Metrics

In Librato, a Metric is the variable you’re measuring. This might be little bit different from other systems you may be familiar with, where a metric is the combination of a variable you’re measuring, combined with the instance you are taking the measurement from.

If, for example, you’re measuring CPU Load on Server1, Server2, and Server3, you might expect each measurement to be a different Metric Our system however, separates the source (in this case servers 1, 2 and 3) from the Metric (In this case CPU). This is really handy, because it means you don’t have to individually plot each source to make a Chart; rather, you simply plot the CPU Load Metric and each source reporting that metric will automatically appear in the chart for you. If you have too many sources, you can easily use keywords to filter down the sources depicted in a chart.

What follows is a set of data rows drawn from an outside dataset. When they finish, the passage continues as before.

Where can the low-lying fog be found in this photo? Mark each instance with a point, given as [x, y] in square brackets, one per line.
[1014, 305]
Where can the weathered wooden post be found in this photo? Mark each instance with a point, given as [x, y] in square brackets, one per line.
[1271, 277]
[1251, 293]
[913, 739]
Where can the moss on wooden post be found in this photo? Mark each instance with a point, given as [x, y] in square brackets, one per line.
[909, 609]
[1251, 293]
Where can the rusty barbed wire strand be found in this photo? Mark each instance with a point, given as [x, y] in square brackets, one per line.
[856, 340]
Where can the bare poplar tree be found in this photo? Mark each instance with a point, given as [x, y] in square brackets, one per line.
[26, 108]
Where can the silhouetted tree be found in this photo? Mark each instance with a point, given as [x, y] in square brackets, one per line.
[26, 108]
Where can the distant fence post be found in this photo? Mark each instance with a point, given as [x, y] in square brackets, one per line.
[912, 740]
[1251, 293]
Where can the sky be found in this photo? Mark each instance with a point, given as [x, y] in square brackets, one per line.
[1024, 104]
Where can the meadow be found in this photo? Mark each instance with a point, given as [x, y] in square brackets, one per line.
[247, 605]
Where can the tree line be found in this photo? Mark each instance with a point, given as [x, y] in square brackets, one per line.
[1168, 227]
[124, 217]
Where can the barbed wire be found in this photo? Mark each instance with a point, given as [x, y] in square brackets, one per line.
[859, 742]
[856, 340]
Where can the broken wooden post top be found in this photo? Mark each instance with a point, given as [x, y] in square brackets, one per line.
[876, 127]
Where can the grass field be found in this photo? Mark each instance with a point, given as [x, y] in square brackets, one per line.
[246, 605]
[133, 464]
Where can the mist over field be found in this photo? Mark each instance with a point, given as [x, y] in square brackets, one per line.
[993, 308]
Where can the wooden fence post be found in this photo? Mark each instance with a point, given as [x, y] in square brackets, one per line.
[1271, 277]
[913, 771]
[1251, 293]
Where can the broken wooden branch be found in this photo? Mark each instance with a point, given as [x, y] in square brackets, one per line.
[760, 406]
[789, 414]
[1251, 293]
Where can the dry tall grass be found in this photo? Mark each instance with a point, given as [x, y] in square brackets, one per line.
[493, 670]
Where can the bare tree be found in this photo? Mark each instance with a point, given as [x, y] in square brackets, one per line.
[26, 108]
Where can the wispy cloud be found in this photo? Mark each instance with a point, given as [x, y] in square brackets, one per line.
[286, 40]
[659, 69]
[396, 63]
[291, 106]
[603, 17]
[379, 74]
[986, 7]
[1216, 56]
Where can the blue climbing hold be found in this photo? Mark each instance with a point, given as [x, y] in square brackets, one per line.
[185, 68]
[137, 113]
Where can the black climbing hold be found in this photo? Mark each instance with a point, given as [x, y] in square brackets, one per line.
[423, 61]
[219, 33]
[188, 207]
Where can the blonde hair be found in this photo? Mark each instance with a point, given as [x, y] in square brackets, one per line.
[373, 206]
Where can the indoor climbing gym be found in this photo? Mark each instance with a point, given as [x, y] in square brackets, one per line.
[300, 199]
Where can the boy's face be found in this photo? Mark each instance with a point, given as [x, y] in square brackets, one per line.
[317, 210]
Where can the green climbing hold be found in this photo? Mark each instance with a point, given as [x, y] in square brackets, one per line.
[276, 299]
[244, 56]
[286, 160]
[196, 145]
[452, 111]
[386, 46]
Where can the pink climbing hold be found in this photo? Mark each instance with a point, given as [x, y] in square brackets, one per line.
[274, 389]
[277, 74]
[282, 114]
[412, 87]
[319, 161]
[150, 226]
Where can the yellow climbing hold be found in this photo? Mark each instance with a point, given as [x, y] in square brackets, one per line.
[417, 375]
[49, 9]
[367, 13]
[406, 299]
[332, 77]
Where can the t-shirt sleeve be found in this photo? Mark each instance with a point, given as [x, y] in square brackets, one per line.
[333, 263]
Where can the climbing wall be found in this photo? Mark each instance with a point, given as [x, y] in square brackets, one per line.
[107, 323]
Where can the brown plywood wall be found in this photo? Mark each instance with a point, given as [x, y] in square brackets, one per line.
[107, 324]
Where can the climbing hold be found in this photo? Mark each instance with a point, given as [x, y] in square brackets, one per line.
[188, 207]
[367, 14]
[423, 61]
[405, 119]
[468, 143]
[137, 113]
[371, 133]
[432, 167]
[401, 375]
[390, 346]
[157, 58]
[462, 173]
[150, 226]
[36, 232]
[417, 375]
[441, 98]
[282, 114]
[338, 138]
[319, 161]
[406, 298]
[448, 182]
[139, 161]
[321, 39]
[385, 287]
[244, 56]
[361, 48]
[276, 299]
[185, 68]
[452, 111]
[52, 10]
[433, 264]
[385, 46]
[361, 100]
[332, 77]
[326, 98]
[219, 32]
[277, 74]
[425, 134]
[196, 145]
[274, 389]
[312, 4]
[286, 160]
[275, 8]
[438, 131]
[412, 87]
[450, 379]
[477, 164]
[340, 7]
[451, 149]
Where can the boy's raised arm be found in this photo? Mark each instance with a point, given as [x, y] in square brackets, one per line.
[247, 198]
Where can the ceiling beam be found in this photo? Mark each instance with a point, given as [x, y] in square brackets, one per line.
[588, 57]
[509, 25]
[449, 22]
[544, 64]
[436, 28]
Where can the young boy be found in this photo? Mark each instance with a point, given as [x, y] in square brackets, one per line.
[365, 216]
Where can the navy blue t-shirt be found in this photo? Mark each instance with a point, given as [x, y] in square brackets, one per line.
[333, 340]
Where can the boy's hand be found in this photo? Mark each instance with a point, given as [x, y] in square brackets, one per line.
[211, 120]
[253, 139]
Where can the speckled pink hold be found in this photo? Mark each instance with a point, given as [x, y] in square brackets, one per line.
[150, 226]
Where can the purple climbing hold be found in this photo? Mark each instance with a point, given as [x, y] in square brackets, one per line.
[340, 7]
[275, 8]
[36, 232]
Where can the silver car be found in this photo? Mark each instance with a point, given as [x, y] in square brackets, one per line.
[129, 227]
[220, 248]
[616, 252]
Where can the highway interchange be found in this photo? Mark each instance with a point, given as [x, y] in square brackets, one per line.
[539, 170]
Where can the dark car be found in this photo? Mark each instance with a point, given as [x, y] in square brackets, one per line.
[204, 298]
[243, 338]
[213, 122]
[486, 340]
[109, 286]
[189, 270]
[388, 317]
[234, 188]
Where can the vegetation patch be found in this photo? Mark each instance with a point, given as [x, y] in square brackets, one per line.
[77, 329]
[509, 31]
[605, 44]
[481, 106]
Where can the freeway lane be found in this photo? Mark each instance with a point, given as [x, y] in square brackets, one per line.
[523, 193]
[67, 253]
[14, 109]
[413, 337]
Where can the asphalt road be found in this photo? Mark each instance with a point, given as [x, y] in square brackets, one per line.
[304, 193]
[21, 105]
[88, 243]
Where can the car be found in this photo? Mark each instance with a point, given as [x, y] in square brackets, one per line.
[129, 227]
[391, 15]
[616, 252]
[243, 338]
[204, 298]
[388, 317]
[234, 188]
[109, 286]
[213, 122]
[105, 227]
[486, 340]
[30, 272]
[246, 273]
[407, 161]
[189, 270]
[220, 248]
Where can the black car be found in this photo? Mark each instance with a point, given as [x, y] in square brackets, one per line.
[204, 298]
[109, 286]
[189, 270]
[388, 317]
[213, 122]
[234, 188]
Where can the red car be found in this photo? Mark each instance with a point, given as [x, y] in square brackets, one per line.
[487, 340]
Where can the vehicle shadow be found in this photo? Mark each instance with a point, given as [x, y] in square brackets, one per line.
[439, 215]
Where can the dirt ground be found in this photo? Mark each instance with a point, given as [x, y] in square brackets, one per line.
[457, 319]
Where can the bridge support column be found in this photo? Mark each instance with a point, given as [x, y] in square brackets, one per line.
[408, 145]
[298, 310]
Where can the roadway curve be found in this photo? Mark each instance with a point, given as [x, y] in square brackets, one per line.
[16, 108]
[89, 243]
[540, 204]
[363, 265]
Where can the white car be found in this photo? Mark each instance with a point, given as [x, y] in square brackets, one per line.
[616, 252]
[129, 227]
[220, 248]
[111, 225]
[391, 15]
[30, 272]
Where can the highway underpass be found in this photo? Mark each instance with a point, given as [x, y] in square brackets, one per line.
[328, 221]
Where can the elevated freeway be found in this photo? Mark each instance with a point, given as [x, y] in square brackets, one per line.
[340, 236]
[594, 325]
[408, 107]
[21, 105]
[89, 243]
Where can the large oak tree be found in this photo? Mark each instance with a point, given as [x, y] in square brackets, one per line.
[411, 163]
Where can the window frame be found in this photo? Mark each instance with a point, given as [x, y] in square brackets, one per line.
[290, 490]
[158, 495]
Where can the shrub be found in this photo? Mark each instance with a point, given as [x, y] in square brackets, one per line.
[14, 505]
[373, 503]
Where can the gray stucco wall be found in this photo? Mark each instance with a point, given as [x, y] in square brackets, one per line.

Lets take a look at how this works in practice. The drop-down menu in the upper left corner of the spaces interface contains an option to show us all of our metrics.

image0

The metrics viewer presents a list of all metrics. You can filter this down by entering a typeglob, or even a few key-words into the filter field. Following my CPU Load example above, I’ve typed in the keywords ‘collectd’ and ‘load’. This returns four metrics, and from this shortened list, I select collectd.load.shortterm, which is the short-term load metric as measured by collectd.

image1

190 different Sources are emitting the collectd.load.shortterm Metric. The viewer displays a graph containing the first 25 sources. In this case, each source is a distinct server, so each source name is a server name. I can page through my servers by hitting the Next and Previous buttons, or I can enter another filter to depict just the sources that match the filter. I type in the keyword ‘kafka’ to filter out everything but the Kafka servers.

image2

Filtering sources in a chart like this is powerful, and we use it throughout our interface. In fact, when you’re creating a new chart you can hard-code the sources it depicts, or select Dynamic which enables you to use a single filter to select the sources depicted by every chart in a Space at the same time.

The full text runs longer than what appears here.